La ville moyenne d'Uppsala, au nord-ouest de Stockholm, avait tout misé sur ce projet. Rénover l'université, accroître les enseignements de biologie, financer des laboratoires de recherche et offrir au groupe Pharmacia toutes les raisons de se réjouir d'avoir son siège là. Tiré par ce secteur de pointe, l'avenir de la ville paraissait assuré. En juillet 2002, catastrophe. Pharmacia est racheté par l'américain Pfizer pour 56 milliards de dollars et, rapidement, les emplois du siège et des labos déménagent pour les Etats-Unis. Consternation.
"Nous avons fait de ce désastre, une chance, nous a expliqué Thomas Östros, le ministre suédois de l'industrie et du commerce, élu de la ville, de passage cette semaine à Paris.

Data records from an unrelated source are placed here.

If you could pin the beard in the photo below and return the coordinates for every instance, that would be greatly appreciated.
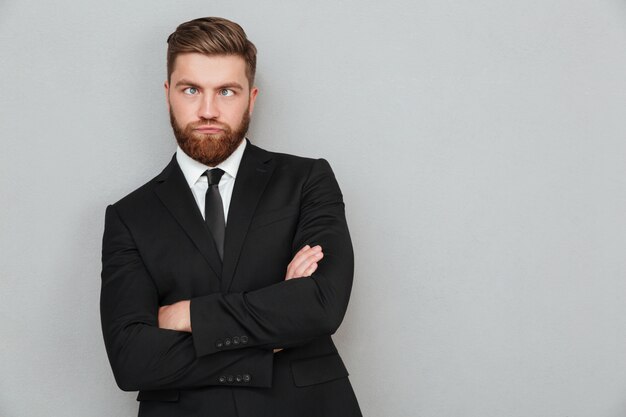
(208, 148)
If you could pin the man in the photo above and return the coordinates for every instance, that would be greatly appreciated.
(217, 297)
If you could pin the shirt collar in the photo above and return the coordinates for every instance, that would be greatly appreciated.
(192, 169)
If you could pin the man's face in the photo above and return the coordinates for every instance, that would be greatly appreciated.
(210, 102)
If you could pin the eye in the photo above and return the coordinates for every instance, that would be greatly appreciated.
(225, 92)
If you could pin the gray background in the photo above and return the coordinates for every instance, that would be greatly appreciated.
(479, 145)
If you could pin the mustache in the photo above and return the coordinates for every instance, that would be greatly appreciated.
(208, 123)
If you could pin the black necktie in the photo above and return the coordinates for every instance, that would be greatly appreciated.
(214, 209)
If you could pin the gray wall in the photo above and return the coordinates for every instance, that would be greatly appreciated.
(479, 144)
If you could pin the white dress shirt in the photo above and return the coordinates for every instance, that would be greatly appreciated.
(193, 170)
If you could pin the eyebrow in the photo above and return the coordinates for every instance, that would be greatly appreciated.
(192, 84)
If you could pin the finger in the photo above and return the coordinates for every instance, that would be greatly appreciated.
(311, 255)
(296, 265)
(301, 269)
(309, 271)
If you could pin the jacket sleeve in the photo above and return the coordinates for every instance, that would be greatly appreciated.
(296, 310)
(142, 356)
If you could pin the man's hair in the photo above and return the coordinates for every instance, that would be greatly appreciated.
(211, 36)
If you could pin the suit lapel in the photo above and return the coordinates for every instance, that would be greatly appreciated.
(253, 175)
(173, 190)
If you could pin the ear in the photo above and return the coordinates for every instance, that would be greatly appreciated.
(253, 94)
(166, 85)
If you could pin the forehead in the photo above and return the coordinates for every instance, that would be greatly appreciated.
(209, 70)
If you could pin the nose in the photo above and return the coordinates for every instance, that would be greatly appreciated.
(208, 108)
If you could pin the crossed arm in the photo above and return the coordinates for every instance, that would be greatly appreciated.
(177, 316)
(146, 354)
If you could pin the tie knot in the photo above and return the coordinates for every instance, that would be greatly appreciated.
(213, 175)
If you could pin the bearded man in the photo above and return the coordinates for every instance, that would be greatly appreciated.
(224, 277)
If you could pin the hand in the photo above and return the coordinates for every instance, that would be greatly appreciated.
(304, 263)
(176, 316)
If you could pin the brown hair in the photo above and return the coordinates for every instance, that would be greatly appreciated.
(211, 36)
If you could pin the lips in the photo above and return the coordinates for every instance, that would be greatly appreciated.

Pharmacia était parti, pas les étudiants." Et la ville d'aider à la création de start-up dans les biotechnologies. Sept PME ont survécu, puis prospéré. Uppsala compte aujourd'hui, dans ce secteur, plus d'emplois que du temps du seul Pharmacia.
Au début des années 1990, la Suède connaît les mêmes problèmes que les autres pays, raconte Stéphane Boujnah (L'Inoxydable modèle suédois, Les Cahiers, En temps réel, décembre 2002). Les grands fleurons industriels (Volvo, Saab, Pharmacia, Stora) passent dans des mains étrangères. Les PME souffrent. Le chômage s'accroît brutalement de 2 % à 10%. L'efficacité de l'école et de la santé se dégrade, le travail au noir se développe, les inégalités croissent, la fuite des cerveaux inquiète. Le Parti social-démocrate voit menacée sa suprématie politique, vieille de soixante ans.

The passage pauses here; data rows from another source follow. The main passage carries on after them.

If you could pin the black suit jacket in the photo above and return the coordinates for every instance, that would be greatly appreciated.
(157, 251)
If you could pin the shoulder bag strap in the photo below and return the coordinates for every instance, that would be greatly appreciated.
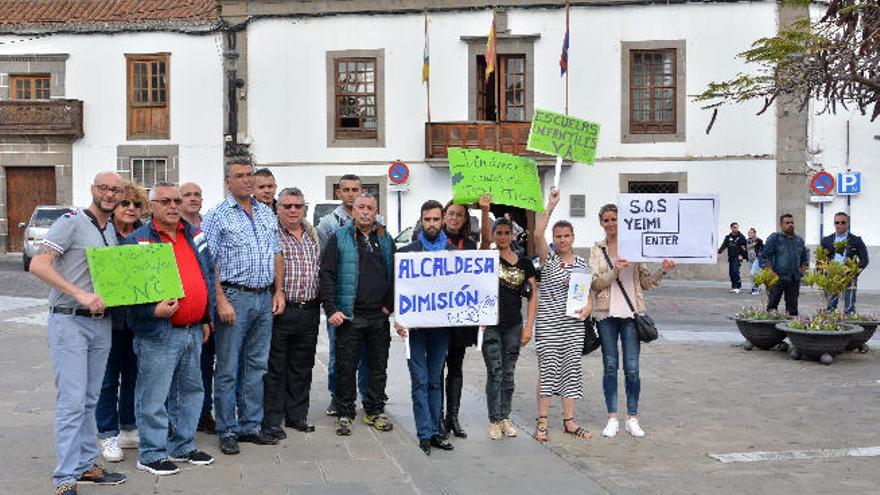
(619, 283)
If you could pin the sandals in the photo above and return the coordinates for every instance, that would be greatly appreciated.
(578, 432)
(541, 432)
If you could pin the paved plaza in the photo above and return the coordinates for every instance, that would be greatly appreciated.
(780, 426)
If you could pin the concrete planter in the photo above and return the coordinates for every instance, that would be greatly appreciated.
(819, 345)
(762, 334)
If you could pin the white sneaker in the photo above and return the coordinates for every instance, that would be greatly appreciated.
(128, 439)
(110, 449)
(611, 428)
(632, 426)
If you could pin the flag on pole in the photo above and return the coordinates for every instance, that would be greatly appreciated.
(563, 59)
(425, 55)
(490, 49)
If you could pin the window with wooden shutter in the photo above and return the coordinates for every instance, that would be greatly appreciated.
(29, 87)
(148, 96)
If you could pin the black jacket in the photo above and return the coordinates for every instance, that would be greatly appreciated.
(735, 245)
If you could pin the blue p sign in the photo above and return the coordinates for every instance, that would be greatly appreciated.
(849, 183)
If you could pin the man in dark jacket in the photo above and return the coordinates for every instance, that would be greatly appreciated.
(357, 291)
(735, 244)
(786, 254)
(841, 246)
(428, 346)
(168, 342)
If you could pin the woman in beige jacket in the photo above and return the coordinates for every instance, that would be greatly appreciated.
(616, 319)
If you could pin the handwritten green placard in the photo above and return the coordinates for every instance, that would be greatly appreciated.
(510, 179)
(134, 274)
(560, 135)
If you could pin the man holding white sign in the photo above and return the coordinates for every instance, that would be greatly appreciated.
(428, 344)
(680, 227)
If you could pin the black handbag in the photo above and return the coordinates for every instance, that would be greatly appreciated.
(645, 327)
(591, 338)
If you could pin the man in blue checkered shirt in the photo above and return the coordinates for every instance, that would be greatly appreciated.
(250, 267)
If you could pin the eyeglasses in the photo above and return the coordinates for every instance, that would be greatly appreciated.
(104, 188)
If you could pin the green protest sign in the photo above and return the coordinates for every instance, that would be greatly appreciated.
(560, 135)
(510, 179)
(134, 274)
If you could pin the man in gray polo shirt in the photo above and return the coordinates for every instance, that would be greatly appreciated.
(79, 333)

Le gouvernement engage alors une série de vastes réformes. L'administration est complètement repensée autour de 13 ministères et 300 agences. Le capital de ces dernières est soit public soit mixte, comme pour La Poste ou les télécoms. Certaines fonctions sont entièrement privatisées. Les ministères sont vidés de leurs effectifs et réduits aux hautes fonctions d'arbitrage politique. Parallèlement, le gouvernement décide d'élever les crédits de la recherche-développement à plus de 4 % du PIB (la moyenne de l'Union européenne est 2,5 %) et de couvrir le pays d'un réseau large bande. Il crée des écoles privées et donne le choix aux parents. Le nombre de places à l'université passe de 200 000 à 300 000. Des petites cliniques privées sont autorisées. Une retraite complémentaire par capitalisation est introduite et les pensions sont liées aux performances économiques du pays.
Cette " stratégie du renouveau", résume Thomas Östros, se décline en trois volets : 1) une ouverture à la compétition et aux forces du changement ; 2) un effort massif pour l'innovation, les universités, la recherche ; 3) un Etat qui reste fort, mais qui a été entièrement adapté.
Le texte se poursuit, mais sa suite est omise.